The singer's return to solo work is another milestone in his sonic evolution.
Ever since his sultry voice captured the ears of fans on Blaqbonez’s 2018 hit “Mamiwota”, Oxlade has quickly established himself as a staple of the industry. With a trademark falsetto, a willingness to experiment with different sounds, and natural humour to add spice, the 24-year old has shown he has all the qualities to last in the game with quality and reach great heights.
2021 has seen Oxlade invest in more collaborative work. The singer appeared on projects by other artists such as DJ Spinall, Ajebutter 22, and Sarkodie. However, with the release of his new EP Eclipse, the spotlight is back on his work as a solo act. Eclipse is his second body of work, following 2020’s Oxygene. Exclusively produced by DJ Coublon, the concise four-track tape is an examination of love and its accompanying emotions.
The project’s opener, “More”, is heavy on the drums as Oxlade delves into his feelings for the woman who’s the subject of the song. In usual loverboy fashion, he is honest and vulnerable in admitting the lengths he would go to keep her. Although “even if you do me wrong, I no go vex for you” is a sentiment many might not agree with, the depth of his feelings for this beautiful Queen is impressive and moving. A smooth groovy track that has you nodding your head and tapping your feet without knowing, the tune is classic Oxlade, and a great opener to the EP.
Next up is “Ojuju”, the lead single for Eclipse. Released two weeks before the project, “Ojuju” features Oxlade’s trademark falsetto over DJ Coublon’s incredibly smooth production. Contrary to the project’s, where loud and unabashed love reigns supreme, Oxlade is cautious on “Ojuju” as he explores the drawbacks of being involved with a person who is undeserving of his affection. Even though he’s not without faults, the situation is tiring as his partner is unfaithful and disrespectful to their relationship. In his usual humorous manner, he compares this kind of love which brings more aches than peace, to a masquerade because it’s giving him nightmares.

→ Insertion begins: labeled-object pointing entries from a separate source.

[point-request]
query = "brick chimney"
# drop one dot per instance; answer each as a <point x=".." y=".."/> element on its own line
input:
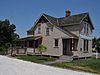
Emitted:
<point x="68" y="13"/>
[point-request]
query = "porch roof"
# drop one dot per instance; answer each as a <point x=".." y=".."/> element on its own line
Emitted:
<point x="29" y="38"/>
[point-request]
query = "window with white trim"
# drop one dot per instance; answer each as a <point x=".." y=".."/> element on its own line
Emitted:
<point x="47" y="31"/>
<point x="56" y="41"/>
<point x="39" y="28"/>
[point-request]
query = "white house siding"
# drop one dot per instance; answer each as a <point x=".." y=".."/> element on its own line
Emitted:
<point x="48" y="41"/>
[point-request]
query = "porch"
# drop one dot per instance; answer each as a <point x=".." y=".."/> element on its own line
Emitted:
<point x="28" y="45"/>
<point x="69" y="45"/>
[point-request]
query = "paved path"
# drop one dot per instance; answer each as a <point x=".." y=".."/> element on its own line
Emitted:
<point x="11" y="66"/>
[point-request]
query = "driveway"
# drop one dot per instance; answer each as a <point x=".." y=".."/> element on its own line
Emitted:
<point x="11" y="66"/>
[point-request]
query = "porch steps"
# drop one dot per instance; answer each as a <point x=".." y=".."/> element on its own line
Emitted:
<point x="65" y="59"/>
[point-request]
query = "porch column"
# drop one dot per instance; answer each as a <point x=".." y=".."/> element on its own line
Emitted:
<point x="72" y="44"/>
<point x="34" y="45"/>
<point x="27" y="43"/>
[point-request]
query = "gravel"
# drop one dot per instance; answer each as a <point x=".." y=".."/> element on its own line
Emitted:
<point x="11" y="66"/>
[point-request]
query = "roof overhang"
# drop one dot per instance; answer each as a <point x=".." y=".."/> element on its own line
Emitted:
<point x="29" y="38"/>
<point x="86" y="37"/>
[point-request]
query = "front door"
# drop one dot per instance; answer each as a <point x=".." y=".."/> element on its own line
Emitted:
<point x="67" y="47"/>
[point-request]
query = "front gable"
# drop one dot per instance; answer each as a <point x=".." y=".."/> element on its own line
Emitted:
<point x="86" y="26"/>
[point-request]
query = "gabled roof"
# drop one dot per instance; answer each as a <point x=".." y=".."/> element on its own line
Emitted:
<point x="64" y="21"/>
<point x="70" y="20"/>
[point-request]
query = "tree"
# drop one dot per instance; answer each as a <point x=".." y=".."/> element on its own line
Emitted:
<point x="96" y="43"/>
<point x="41" y="49"/>
<point x="7" y="33"/>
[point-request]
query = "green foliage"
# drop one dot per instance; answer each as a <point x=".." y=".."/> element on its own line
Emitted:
<point x="42" y="49"/>
<point x="96" y="43"/>
<point x="7" y="32"/>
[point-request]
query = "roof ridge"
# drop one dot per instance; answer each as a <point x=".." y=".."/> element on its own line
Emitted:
<point x="74" y="15"/>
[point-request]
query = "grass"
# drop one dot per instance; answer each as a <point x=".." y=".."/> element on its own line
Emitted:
<point x="87" y="65"/>
<point x="36" y="59"/>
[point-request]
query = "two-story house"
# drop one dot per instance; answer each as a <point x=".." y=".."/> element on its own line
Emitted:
<point x="69" y="35"/>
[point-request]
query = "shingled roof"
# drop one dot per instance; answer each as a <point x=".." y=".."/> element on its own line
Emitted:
<point x="66" y="21"/>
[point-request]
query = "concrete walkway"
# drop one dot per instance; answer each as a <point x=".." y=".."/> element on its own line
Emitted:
<point x="11" y="66"/>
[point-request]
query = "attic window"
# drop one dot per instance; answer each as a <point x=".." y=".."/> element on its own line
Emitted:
<point x="47" y="31"/>
<point x="39" y="28"/>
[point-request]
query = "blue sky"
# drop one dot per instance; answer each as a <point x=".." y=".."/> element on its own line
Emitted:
<point x="23" y="13"/>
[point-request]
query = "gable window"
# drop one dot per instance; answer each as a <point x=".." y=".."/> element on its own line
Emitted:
<point x="85" y="28"/>
<point x="56" y="43"/>
<point x="47" y="31"/>
<point x="85" y="45"/>
<point x="39" y="28"/>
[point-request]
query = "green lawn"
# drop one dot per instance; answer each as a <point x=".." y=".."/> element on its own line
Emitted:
<point x="36" y="59"/>
<point x="88" y="65"/>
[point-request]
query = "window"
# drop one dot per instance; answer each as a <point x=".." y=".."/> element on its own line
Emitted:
<point x="85" y="28"/>
<point x="47" y="31"/>
<point x="56" y="42"/>
<point x="39" y="28"/>
<point x="85" y="45"/>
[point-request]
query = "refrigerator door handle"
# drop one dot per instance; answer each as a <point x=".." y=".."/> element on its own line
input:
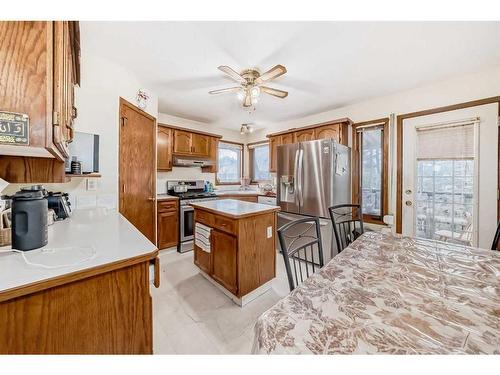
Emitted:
<point x="296" y="177"/>
<point x="300" y="169"/>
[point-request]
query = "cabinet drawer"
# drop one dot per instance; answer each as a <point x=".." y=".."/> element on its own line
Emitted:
<point x="225" y="224"/>
<point x="204" y="217"/>
<point x="165" y="206"/>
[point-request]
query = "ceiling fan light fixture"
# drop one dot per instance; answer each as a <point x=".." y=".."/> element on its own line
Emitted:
<point x="246" y="128"/>
<point x="241" y="95"/>
<point x="255" y="92"/>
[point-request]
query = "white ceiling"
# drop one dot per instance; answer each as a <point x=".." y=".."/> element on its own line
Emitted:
<point x="330" y="64"/>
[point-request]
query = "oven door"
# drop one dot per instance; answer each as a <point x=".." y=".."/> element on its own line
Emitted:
<point x="187" y="223"/>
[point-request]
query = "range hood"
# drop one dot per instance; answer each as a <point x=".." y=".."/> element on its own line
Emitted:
<point x="190" y="161"/>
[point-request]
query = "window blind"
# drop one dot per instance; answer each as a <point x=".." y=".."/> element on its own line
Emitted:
<point x="446" y="142"/>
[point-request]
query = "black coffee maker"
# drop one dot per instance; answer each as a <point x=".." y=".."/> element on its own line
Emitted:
<point x="29" y="218"/>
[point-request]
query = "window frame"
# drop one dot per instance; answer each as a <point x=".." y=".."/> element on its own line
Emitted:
<point x="382" y="123"/>
<point x="251" y="147"/>
<point x="217" y="182"/>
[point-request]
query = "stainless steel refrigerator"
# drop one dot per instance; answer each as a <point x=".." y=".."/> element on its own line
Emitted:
<point x="312" y="176"/>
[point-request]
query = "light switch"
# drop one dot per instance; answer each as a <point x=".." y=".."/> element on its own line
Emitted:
<point x="91" y="184"/>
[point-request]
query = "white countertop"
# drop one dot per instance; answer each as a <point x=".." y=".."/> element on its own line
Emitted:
<point x="235" y="208"/>
<point x="106" y="234"/>
<point x="166" y="197"/>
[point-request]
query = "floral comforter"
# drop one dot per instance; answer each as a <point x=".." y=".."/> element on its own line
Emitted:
<point x="391" y="294"/>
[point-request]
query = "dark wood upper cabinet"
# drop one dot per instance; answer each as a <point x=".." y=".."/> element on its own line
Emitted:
<point x="305" y="135"/>
<point x="200" y="144"/>
<point x="336" y="129"/>
<point x="186" y="142"/>
<point x="39" y="68"/>
<point x="164" y="146"/>
<point x="182" y="142"/>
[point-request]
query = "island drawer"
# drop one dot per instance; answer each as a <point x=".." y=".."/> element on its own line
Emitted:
<point x="225" y="224"/>
<point x="204" y="217"/>
<point x="166" y="206"/>
<point x="215" y="221"/>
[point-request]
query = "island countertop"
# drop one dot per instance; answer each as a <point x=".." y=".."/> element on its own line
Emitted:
<point x="234" y="208"/>
<point x="90" y="242"/>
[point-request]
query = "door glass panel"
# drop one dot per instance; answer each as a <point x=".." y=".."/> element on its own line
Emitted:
<point x="371" y="171"/>
<point x="444" y="201"/>
<point x="188" y="223"/>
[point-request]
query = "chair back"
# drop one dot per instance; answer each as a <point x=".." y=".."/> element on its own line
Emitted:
<point x="347" y="220"/>
<point x="302" y="250"/>
<point x="494" y="245"/>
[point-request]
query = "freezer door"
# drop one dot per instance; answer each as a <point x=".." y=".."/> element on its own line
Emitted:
<point x="315" y="179"/>
<point x="342" y="175"/>
<point x="287" y="198"/>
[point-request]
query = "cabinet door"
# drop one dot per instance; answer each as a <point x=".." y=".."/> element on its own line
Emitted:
<point x="329" y="131"/>
<point x="164" y="146"/>
<point x="200" y="144"/>
<point x="168" y="229"/>
<point x="274" y="142"/>
<point x="305" y="135"/>
<point x="182" y="142"/>
<point x="224" y="260"/>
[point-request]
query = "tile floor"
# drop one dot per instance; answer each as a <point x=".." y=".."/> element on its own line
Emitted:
<point x="191" y="316"/>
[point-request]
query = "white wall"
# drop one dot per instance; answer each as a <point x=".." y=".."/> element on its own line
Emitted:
<point x="103" y="82"/>
<point x="193" y="173"/>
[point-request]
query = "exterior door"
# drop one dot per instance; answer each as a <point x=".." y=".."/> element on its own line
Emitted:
<point x="450" y="176"/>
<point x="137" y="168"/>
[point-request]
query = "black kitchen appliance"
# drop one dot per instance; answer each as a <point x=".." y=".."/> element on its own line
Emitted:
<point x="29" y="218"/>
<point x="59" y="202"/>
<point x="193" y="191"/>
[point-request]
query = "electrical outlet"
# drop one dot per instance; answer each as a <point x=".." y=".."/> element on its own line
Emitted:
<point x="91" y="184"/>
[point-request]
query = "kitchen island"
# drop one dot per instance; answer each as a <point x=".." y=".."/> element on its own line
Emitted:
<point x="239" y="255"/>
<point x="86" y="292"/>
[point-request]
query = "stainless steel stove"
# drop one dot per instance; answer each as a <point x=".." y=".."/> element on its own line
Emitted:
<point x="195" y="193"/>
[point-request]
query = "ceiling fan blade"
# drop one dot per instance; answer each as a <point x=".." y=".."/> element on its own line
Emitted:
<point x="272" y="73"/>
<point x="232" y="73"/>
<point x="275" y="92"/>
<point x="220" y="91"/>
<point x="248" y="100"/>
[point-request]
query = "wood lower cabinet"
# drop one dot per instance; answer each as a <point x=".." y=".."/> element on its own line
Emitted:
<point x="168" y="224"/>
<point x="224" y="258"/>
<point x="164" y="147"/>
<point x="242" y="255"/>
<point x="336" y="129"/>
<point x="105" y="310"/>
<point x="39" y="68"/>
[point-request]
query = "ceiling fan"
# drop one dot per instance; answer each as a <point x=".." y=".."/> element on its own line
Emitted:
<point x="251" y="83"/>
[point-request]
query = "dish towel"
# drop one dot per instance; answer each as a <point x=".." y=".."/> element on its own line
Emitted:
<point x="202" y="236"/>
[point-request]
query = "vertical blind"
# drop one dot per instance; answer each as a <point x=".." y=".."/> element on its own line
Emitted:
<point x="446" y="142"/>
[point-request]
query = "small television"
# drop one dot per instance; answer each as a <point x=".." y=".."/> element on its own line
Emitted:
<point x="85" y="147"/>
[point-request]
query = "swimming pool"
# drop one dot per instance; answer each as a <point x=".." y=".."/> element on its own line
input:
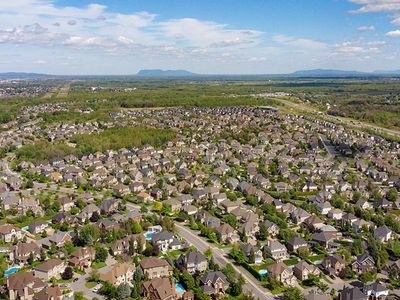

“Pay Me” is a return to standard programming. Here, his love interest is a priceless gem he’s willing to risk it all for. Backed by a harmonious combination of guitar, drums and a trumpet, Oxlade accuses her of using charms to secure his heart as the intensity of love he has for her is not normal. In a continuation of the spiritual metaphors and references, the chorus paraphrases the bible in Mark 8:36. However, instead of the proverbial man losing his soul in pursuit of the world, Oxlade is in danger of losing his woman.
Ironically, the project comes to an end with “Incomplete”. A direct opposite to “Ojuju”, the closer showcases Oxlade begging for forgiveness as he has wronged his lover this time. The fears he expressed in “Pay Me” have manifested, and the love in “More”, which seemed so unshakeable, has withered. “I am incomplete without you”, he cries as he tries to justify his infidelity while pleading for understanding. Another track filled with that distinct brand of Nigerian street humour, the imagery is vivid as he describes the shame and sadness he feels: “My body go dey push/ My brain go dey tanga/My eye go dey red/ My bone e go dey pangalanga gbongboshiga/My body go dey manya/ My mouth e go dey move left and right/I go dey stammer.”
“Gbo gbo wa la ma je breakfast”, a popular saying on Nigerian Twitter, perfectly encapsulates the cyclical nature of life. Everybody’s turn will come, don’t worry. Eclipse emphasises this, too, documenting the highs and lows of love and affection. There’s space for everything you can feel: tiredness and exhilaration, caution, and the recklessness that comes with being head-over-heels. Through it all, there is one constant: the honesty and vulnerability needed to discuss one’s feelings at all times. With humour, a commitment to beautiful melodies, and deceptively deep songwriting, Oxlade’s return to solo work is an excellent gift and another milestone in his sonic evolution.